Une des questions qui se pose dans ce contexte est celle de savoir si le fils occupe l'appartement en vertu d'un bail de logement ou d'un simple droit d'occupation. Après avoir mis de côté un document dont les circonstances de signature lui semblait suspectes, le juge Guibault rappelle la distinction en le bail et le droit d'occupation:
[92] En l’absence de tout document formel entre M. Pollack et Steven remis à la demanderesse ou encore remis à leur mandataire M. Casimir, qui a expressément nié avoir pris connaissance d’un tel document avant ou lors de la signature de l’acte de vente, le Tribunal détermine que les droits conférés à M. Pollack et à son fils ne peuvent être interprétés comme étant un contrat de bail soumis à la juridiction de la Cour du Québec et de la Régie du logement, mais plutôt un droit d’usage et d’occupation en considération de la vente intervenue entre les parties.
[93] La distinction entre un bail et un droit d’occupation a d’ailleurs été reconnue dans la cause Lefrançois c.

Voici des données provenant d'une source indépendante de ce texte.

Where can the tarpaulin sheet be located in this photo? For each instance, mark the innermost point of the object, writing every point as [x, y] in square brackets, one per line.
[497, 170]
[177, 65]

Caissie où on peut y lire :

« La Cour du Québec s’est déjà prononcée sur cette question dans la cause Tremblay c. Derome-Lafond :
“Le fait de payer 150 $ par mois en vertu d’un droit d’occupation crée par testament ne constitue certainement pas un bail. (…) Le droit d’habitation dont la Régie du logement a été saisi est un droit qui a été crée par testament, dont l’une des conditions était un paiement de 150 $ par mois. Dans les circonstances, je suis convaincu que la Régie du logement n’avait pas juridiction.”
Vu ce qui précède, le tribunal conclut que M. Caissie n’est pas locataire des lieux en cause mais bien bénéficiaire d’un droit d’usage lui ayant été consenti par testament. Ce droit d’usage est cependant conditionnel au paiement d’une indemnité mensuelle à M. Michel Lefrançois. »
ainsi que dans la cause de Tanguay c. Tardif où la Cour supérieure indique qu’il est possible de prévoir dans un contrat de vente un droit d’occupation :
« […] En effet, il s’agit là d’un contrat de vente d’immeuble, qui inclut une stipulation particulière concernant l’occupation de l’immeuble par les vendeurs jusqu’au 30 avril 1996, moyennant un loyer mensuel de 800 $.
Manifestement, le droit d’occupation octroyé dans le contrat n’est qu’un accessoire du contrat de vente de la maison. En semblable hypothèse, la Régie n’a pas juridiction. »

Après analyse de la preuve, le juge Guibault en vient à la conclusion qu'il s'agit non pas d'un bail, mais bien plutôt d'un droit d'occupation. Pour cette raison, il détermine que la Cour supérieure a compétence pour traiter de celui-ci.

Le texte intégral du jugement est disponible ici: http://bit.ly/eC78ml

Référence neutre: [2011] CRL 85

Autres décisions citées dans le présent billet:

1. Lefrançois c. Caissie, AZ-50574512 (R.D.L.).
2. Tanguay c. Tardif, J.E. 96-876 (C.S.).